There is nothing particularly esoteric, subtle or even sophisticated about this poem. Sword just sees blood - no friend or enemy. The dead swordsman has picked up some of its character traits, and his shade is to some extent as amoral as his instrument: he wants it to go to someone who knows how to use it best. The human aspect is still there, in the form of xenophobia, which naturally a sword does'nt have and which was the motivation behind the dead swordsman's actions. "Its point was still turn'd to a flying foe" - even from the grave his ghost tries to smite at them.

Therefore, a sort of tormented soul: he equally wants to rest in peace and to that end have his sword at his side, and yet to be true to his own warrior code of conduct (which defines his being) he is still loyal to the cause he presumably died for, and would like to continue to be of some use in that effort. A sobering thought...

Lay His Sword By His Side by Thomas Moore

Lay his sword by his side -- it hath served him too well

Not to rest near his pillow below;

To the last moment true, from his hand ere it fell,

Its point was still turn'd to a flying foe.

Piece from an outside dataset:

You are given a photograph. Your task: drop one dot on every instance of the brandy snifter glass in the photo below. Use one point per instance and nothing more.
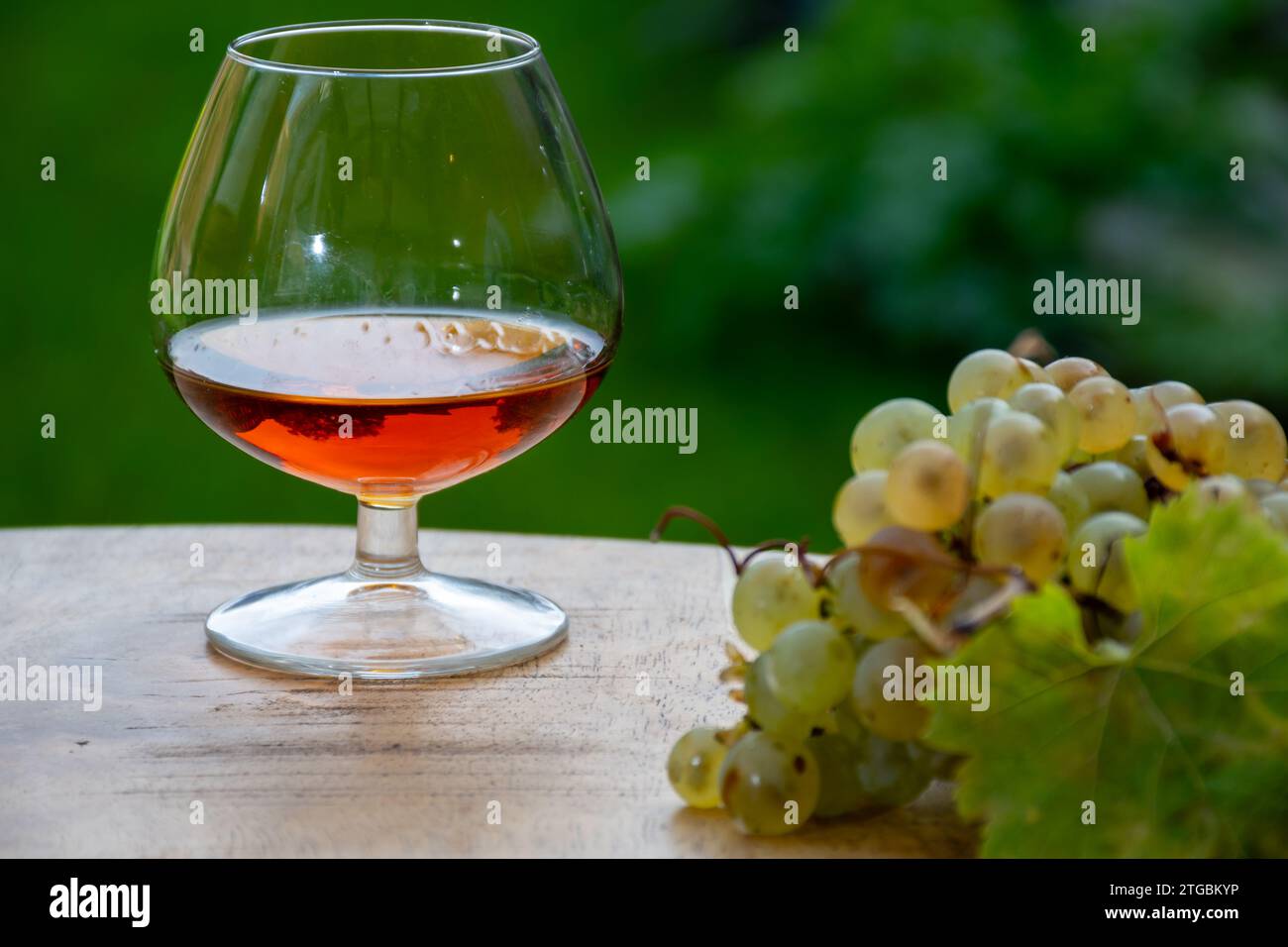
(385, 266)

Fellow-labourers in life, let them slumber in death,

Side by side, as becomes the reposing brave --

That sword which he loved still unbroke in its sheath,

And himself unsubdued in his grave.

Yet pause -- for, in fancy, a still voice I hear,

As if breathed from his brave heart's remains; --

Faint echo of that which, in Slavery's ear,

Once sounded the war-word, "Burst your chains."

And it cries, from the grave where the hero lies deep,

"Though the day of your Chieftain for ever hath set,

Oh leave not his sword thus inglorious to sleep --

It hath victory's life in it yet!

"Should some alien, unworthy such weapon to wield,

Dare to touch thee, my own gallant sword,

Then rest in thy sheath, like a talisman seal'd,

Or return to the grave of thy chainless lord.

But, if grasp'd by a hand that hath learn'd the proud use

Of a falchion, like thee, on the battle-plain,

Then, at Liberty's summons, like lightning let loose,

Leap forth from thy dark sheath again!"